Try Quik Fit for a re-gas - if it does not work they do not charge.
 
If you do decide to change seals then ensure system is depressurised first and clean scrupulously around any joint you open and maintain this level of cleanliness until the system is reclosed. It must then be put on vacuum (which any proper refrigeration engineer will do) before adding the correct amount of gas.
 
Damn autocorrect. Should say 'badly'.

The magnetic clutch is what drives the compressor when it's switched on by the A/C switch on the dash - can get very noisy and then fail. I think it's possibly bearing related. It's linked in via the serpentine drive belt on the front.

Easy-ish test is to open bonnet, have engine running and get someone to switch on A/C - you should hear a clack as it engages.

It won't do that if there is no gas though - I also had bad seals in the piping cause issues.


My compressor isn't kicking in - I can normally hear the clack from the inside of the car (plus the revs change a little as it loads the engine) and can't at the moment. Saying that, if there is not enough gas in the system then I understand the compressor won't start so it could be a leak or a compressor problem. My usual air con guy has retired (I found out today) so need to find someone else.
 
Try Quik Fit for a re-gas - if it does not work they do not charge.

Thanks. My only concern with that is that when I had a leak last time, the re-gas worked initially until all the new gas leaked out a day or two later! So I would have handed over my cash to Kwik-crook by then and I wonder how easily I could get it back off them!
 
That 'clack' is the magnetic clutch engaging. If all the unicorn fart leaked out after 2 days then QED there is a leak. And not aways from a joint - check the pipe in front of the radiator for corrosion too.

Good luck!!
 
No, it leaked out in two days four years ago when I had a corroded pipe.

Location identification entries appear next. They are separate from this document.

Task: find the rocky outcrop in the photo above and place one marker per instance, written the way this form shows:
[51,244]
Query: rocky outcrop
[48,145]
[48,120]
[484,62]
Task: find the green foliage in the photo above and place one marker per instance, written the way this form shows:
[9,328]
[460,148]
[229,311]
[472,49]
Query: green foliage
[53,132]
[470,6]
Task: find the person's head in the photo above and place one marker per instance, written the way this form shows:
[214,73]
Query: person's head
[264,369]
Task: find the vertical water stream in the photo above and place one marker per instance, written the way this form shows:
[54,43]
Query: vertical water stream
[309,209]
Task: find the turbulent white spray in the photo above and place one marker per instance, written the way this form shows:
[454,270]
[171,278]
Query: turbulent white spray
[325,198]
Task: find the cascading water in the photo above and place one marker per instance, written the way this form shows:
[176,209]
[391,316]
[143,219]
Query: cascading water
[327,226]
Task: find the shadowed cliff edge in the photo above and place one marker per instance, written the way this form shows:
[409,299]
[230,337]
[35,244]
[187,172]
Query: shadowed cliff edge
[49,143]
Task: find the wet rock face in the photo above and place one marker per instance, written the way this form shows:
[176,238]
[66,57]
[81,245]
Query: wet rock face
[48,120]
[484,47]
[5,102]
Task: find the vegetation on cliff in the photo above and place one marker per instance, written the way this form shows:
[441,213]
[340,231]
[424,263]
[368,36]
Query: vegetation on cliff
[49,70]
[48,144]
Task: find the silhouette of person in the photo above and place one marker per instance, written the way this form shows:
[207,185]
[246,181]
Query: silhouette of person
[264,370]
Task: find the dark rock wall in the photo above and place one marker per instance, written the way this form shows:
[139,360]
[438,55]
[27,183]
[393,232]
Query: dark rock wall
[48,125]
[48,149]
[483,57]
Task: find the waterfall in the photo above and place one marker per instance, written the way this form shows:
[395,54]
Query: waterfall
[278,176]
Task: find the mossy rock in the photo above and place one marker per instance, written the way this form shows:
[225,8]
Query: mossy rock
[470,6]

If there is no leak but a problem with the magnetic clutch then I guess the symptoms would be the same as I have now i.e. no "clack" noise. So at the moment it could be either a leak or a clutch / compressor problem.
 
Have you looked in the sight-glass to see if you have a bubble?? If there isn't one chances are the gas is gone
 
In the engine room just to the right and fwd of the air filter housing is the A/C pipework - you should see a bubble glass viewer in the pipe there. I 'think' there may be another - I'd need to go look at some pictures or the FSM
 
Thanks. Will have a butcher's later on.

BTW, is there a separate compressor running the rear air con?
 
No compressor I think But there is a fan behind the right rear panel in the boot, next to the subwoofer. All runs on the same system - but you can turn the rear a/c off on the console controls obviously.
 
I can't recall ever getting chilled air in the rear and wondered why (the blower works though). I have ignored it as the front fans are pretty strong and soon cool the rear with the air con on full blast.